Yeah, that's right. I should have just DNFed this book but you know how you reach that point where a book's like a train wreck that you can't look away from, and also you're not really reading anything else at the moment so you might as well push through? That was me.



But, let's back up for a minute.

Readers of a certain age (coughcough) will remember author R.L. Stine's Goosebumps series from back in the day. I was addicted to these books, and later, the TV series. I don't remember them being particularly well-written, but I was a kid and I found them to be creepy and so I devoured them relentlessly.

When I saw that Stine had a new YA book coming out, I was intrigued. The cover art was creepy, the merging of Shakespeare with a modern day movie studio setting seemed interesting, and darn it if I'm not a sucker for a good horror story.

This was not a good horror story. Not even close.



Here, in list form, are the things that drove me absolutely up a wall with this book.

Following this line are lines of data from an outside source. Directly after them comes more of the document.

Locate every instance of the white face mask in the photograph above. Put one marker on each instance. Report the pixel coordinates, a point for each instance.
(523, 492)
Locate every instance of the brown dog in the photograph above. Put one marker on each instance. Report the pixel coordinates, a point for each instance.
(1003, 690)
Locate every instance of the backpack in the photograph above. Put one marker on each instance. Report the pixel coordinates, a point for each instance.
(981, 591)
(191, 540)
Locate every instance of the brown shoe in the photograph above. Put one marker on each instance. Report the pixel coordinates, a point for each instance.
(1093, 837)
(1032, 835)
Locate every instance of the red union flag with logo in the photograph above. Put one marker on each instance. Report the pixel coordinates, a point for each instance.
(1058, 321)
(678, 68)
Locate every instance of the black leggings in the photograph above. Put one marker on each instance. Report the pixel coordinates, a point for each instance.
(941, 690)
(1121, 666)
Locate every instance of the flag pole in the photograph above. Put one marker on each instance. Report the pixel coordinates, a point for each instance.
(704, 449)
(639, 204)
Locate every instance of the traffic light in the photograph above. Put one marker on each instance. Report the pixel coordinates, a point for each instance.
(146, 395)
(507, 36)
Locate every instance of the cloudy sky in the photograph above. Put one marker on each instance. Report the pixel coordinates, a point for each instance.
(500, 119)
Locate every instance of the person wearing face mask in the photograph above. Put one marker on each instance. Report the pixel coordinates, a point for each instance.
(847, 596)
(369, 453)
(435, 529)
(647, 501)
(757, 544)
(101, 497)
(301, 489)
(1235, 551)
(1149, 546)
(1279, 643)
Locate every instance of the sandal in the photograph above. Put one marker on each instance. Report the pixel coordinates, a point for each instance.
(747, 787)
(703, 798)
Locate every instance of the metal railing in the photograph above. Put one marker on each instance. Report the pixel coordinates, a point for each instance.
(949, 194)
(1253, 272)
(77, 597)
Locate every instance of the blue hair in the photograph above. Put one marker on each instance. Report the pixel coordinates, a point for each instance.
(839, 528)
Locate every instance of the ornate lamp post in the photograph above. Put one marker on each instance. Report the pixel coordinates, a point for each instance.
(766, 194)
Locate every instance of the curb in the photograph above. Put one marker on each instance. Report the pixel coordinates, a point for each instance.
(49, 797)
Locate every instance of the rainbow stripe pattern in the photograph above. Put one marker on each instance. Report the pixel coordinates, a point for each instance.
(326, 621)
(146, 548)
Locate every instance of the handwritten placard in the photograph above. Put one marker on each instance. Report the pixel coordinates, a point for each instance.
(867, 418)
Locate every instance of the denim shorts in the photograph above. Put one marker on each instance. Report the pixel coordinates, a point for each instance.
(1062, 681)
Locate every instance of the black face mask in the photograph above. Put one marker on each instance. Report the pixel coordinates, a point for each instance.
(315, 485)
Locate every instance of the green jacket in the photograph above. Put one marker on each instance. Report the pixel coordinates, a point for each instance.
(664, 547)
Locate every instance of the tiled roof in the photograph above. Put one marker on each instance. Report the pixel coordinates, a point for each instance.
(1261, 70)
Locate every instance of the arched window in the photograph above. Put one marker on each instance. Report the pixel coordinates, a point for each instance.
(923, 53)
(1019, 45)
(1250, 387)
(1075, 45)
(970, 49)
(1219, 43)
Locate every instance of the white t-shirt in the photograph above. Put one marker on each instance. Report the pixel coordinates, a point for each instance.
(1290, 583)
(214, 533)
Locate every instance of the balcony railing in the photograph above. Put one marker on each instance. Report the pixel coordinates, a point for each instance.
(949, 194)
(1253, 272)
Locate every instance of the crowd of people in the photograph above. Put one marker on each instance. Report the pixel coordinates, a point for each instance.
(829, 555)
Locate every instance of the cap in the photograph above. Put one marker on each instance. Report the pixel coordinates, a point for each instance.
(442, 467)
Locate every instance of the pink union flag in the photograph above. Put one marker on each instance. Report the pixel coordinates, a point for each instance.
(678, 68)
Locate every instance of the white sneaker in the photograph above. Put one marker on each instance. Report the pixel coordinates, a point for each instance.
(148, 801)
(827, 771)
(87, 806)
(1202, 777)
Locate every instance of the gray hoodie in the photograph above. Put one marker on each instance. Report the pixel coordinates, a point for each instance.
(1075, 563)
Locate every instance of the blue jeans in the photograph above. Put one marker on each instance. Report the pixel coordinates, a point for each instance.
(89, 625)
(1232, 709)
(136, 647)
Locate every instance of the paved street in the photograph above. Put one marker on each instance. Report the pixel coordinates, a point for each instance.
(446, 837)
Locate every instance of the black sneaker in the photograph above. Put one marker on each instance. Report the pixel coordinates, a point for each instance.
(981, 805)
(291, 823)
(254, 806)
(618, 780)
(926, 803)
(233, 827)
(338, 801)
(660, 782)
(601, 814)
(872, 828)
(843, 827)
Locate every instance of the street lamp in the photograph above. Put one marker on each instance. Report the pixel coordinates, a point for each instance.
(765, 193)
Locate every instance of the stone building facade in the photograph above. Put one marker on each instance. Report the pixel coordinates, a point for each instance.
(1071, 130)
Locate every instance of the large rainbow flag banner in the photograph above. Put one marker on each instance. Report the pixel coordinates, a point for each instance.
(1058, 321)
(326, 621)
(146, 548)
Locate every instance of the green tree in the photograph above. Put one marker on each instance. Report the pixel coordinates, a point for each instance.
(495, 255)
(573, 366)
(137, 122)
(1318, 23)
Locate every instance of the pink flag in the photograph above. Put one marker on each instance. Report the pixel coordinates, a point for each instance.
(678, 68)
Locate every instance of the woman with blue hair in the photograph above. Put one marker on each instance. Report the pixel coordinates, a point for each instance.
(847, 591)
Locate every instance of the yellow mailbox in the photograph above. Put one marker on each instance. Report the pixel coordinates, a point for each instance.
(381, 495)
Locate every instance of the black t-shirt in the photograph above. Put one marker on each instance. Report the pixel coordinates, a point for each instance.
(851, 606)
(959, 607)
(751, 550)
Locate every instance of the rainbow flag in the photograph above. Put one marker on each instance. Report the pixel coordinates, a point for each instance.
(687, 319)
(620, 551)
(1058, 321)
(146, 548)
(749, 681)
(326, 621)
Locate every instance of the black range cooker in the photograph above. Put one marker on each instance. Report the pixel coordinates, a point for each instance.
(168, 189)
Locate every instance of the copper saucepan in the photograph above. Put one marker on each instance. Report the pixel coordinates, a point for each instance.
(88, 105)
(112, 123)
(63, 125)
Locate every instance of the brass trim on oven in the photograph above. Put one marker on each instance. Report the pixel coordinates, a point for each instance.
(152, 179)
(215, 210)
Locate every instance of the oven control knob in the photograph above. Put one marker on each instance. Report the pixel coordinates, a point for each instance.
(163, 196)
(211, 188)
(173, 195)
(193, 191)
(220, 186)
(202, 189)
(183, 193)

*Have you ever read a horror story where you're kind of willing the main characters to die? Yeah. That's how this book is. I hated all of them and their stupid boy problems and their stupid nonsense decisions.
*Look, I'm not super familiar with A Midsummer Night's Dream but I know that this is not a retelling; the only thing it has in common is a subplot involving love potions and a character named Puckerman, who I guess is supposed to correlate to Puck in the source text, only he doesn't at all and instead is intended to be super creepy, and, spoiler, the villain. (A reviewer on Goodreads called him "a particularly lecherous version of Danny DeVito", which is so on the nose that I can't even try to top it.)
*Claire, our main character and narrator, breaks the fourth wall the entire time! Her narration constantly addresses questions and comments to the reader. This would make sense if the book was positioned as a diary or report, but it isn't.
*Claire and Delia, her best friend, are tooootally in looooove with their guy friends but surprise the guys don't like them back and instead of accepting this and just being friends with them, they instead decide to go the creepy non-consensual route and dose them with love potions, because that has proven to work over time and I know I'd totally feel good about myself if I knew deep down the guy I was with only loved me because I drugged him; tl;dr I am 1000000% over love potion/spell plots because they're gross.
*After seeing numerous traumatic events, Claire and Delia cope by eating. Which is fine. I cope with a lot of crap by feeding my face. Sort of. Except that they're seeing people murdered in front of them and their reaction is "meh" and "but what about the moooovie we're in" and "CUPCAKES" and then they move on to worrying about their boy problems. People deal with trauma in different ways but this just felt inappropriate.
*Also, the amount of shaming of characters was unreal. Any scene of Claire and Delia eating is accompanied by a lot of body shaming. The girls also relentlessly shame another character for being a "slut", which we are to guess is true by the fact that she wears skimpy clothes and flirts with boys a lot? Despite the fact that our main characters basically do the same thing? But they're our main characters so we should like them?
*The movie studio is allegedly in trouble but they keep emphasizing time and time again that there's another presumably successful comedy film being shot at the same time as Stupid Murder Mansion 2000 or whatever it's called. Either your horror movie is the studio's last gasp, or it isn't. Also, no one involved in this book seems to have any idea what it's like to work on a movie set. Neither do I, but I'm pretty sure they film for more than like five minutes at a time. There's no mention of any filming except for when they're filming scenes that, spoiler, results in deaths. You don't need to show them, that would be boring, but no one even acknowledges that there's anything else to film.
*There's just no consistency or follow-up. Claire is excited about being on the movie. Claire has some kind of paranormal sensing abilities. Claire doesn't feel like there's anything janky going on. Claire is terrified of the movie set. Claire isn't terrified of the movie set. This wasn't a realistic "teenager changing her mind" thing, this was just bad writing.
*To add insult to injury, it wasn't scary. It was predictable and laughable and I think even as a middle grade reader I would not have found this scary one bit. Stine's simplistic, formulaic writing might work for younger readers, but YA has gotten progressively more sophisticated over the years, and Stine's style hasn't grown with it.



I don't like to tell people not to bother with books. I generally think that most books have merits, and can recognize that a book just wasn't for me. But there's always an exception to the rule, and I think this book is it.

If any of the things I mentioned above bother you, then just don't bother with this book.